CHICAGO – Illinois head football coach Tim Beckman will certainly face some new challenges as he adjusts to life in the Big Ten, but he’s not alone. Along with Ohio State’s Urban Meyer and Penn State’s Bill O’Brien, three of the six teams in the Leaders Division will have a new man running the show.

Meyer, renowned for the two national championships he earned at the Florida, comes to the conference after spending much of 2011 as an analyst for ESPN. O’Brien earned notoriety working under Bill Belichick with the New England Patriots from 2007-11, serving most recently as the team’s offensive coordinator.

The returning Big Ten coaches will have to adjust to new strategies, something Wisconsin head coach Bret Bielema said he’ll embrace this season.

“It’s something that I’m very excited about,” Bielema said. “I think it’s a neat thing to bring into our league. It’s a challenge to compete against new schemes and new philosophies and new ideas.

“Urban, coming with a coach that’s won national championships, brings value to our league and his reputation is outstanding,” Bielema added. “Coach O’Brien, with everything he’s been able to accomplish during his coaching career. And Coach Beckman, obviously anytime you move from a MAC school to a Big Ten school speaks volumes that they think you can have success as well.”

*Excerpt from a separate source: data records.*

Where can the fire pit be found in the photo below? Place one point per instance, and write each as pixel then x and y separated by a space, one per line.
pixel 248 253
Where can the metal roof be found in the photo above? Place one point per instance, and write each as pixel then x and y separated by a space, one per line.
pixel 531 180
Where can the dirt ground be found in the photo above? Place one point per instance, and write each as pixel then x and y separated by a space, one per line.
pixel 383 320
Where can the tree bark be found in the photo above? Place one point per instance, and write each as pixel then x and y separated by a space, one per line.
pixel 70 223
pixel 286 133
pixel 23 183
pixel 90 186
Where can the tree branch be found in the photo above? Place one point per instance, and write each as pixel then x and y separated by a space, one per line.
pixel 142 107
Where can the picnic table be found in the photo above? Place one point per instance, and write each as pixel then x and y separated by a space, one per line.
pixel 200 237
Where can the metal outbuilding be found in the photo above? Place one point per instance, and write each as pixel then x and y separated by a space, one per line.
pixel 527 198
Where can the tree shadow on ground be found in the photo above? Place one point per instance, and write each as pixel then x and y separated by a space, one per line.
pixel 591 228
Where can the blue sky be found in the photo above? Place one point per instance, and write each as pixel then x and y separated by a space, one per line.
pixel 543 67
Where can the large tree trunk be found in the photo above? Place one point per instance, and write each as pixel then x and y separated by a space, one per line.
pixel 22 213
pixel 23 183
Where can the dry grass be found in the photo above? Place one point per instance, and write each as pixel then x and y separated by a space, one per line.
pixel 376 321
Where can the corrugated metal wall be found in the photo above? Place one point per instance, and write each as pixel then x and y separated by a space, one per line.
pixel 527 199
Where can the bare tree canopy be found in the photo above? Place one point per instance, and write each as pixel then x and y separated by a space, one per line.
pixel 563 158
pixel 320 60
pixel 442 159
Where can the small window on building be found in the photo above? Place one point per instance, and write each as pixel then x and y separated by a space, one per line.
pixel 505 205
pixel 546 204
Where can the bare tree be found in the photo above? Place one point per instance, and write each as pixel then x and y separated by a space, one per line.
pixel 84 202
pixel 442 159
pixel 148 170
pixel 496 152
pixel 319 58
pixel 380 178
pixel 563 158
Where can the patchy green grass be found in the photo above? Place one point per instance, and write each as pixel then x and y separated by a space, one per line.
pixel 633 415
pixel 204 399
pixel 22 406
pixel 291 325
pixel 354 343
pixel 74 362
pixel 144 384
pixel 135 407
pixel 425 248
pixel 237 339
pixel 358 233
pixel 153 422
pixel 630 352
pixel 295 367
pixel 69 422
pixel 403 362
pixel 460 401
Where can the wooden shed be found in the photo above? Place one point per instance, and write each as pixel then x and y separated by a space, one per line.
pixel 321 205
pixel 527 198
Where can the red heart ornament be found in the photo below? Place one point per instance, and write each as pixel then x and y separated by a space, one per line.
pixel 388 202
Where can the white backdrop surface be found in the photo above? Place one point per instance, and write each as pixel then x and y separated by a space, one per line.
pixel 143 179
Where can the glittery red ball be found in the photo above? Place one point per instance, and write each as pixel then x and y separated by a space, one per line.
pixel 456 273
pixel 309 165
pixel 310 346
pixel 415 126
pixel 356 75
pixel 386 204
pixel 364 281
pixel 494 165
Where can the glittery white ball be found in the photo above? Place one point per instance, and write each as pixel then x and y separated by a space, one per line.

Beckman said he didn’t expect the leap from the Mid-American Conference to the Big Ten to significantly alter the way he approaches the game.

“We’re going to do what we believe will be successful,” Beckman said. “We’ve been fairly successful in the Mid-American at the University of Toledo, and we’re still going to instill the same plan, the plan we believe in, at the University of Illinois.”

Meyer faces an entirely different transition in Columbus. Given the current powerhouse status of the SEC, many would argue that, for the most part, Meyer will now have to prepare his team for less talented opponents. He said Thursday that he hoped to be part of the movement to raise the conference to elite status.

“The one thing about college football, it’s very cyclical,” Meyer said. “And the Big Ten for many, many years was without question the No. 1 conference in America. Right now, we’re not, but there’s a lot of coaches and players right now very intent on making it the best conference in America.”

Meyer didn’t expect any diminished expectations in a transition season.

“There’s no such thing as a buffer year in college football, certainly not at Ohio State and certainly not with myself and our staff and our players,” Meyer said. “So there’s no buffer year.”

Penn State’s O’Brien hasn’t coached in the NCAA since 2006, when he was Duke’s offensive coordinator. O’Brien said he believes his NFL tenure can be a selling point to some of his new players, especially those considering leaving the school after the NCAA sanctions.

“I talked to them about this staff and our ability to develop these guys for the National Football League,” O’Brien said. “I told them this staff isn’t going anywhere and we’re committed to the 2012 football team.”

The first matchup between the new coaches will be Sept. 29, when the Nittany Lions travel to Memorial Stadium. Beckman and Meyer will square off on Nov. 3 in Columbus, Ohio.

“What I expect is when we start practice on Aug. 6 is that we’re going to put forth the effort, the hard work to make sure we field a very competitive football,” O’Brien said.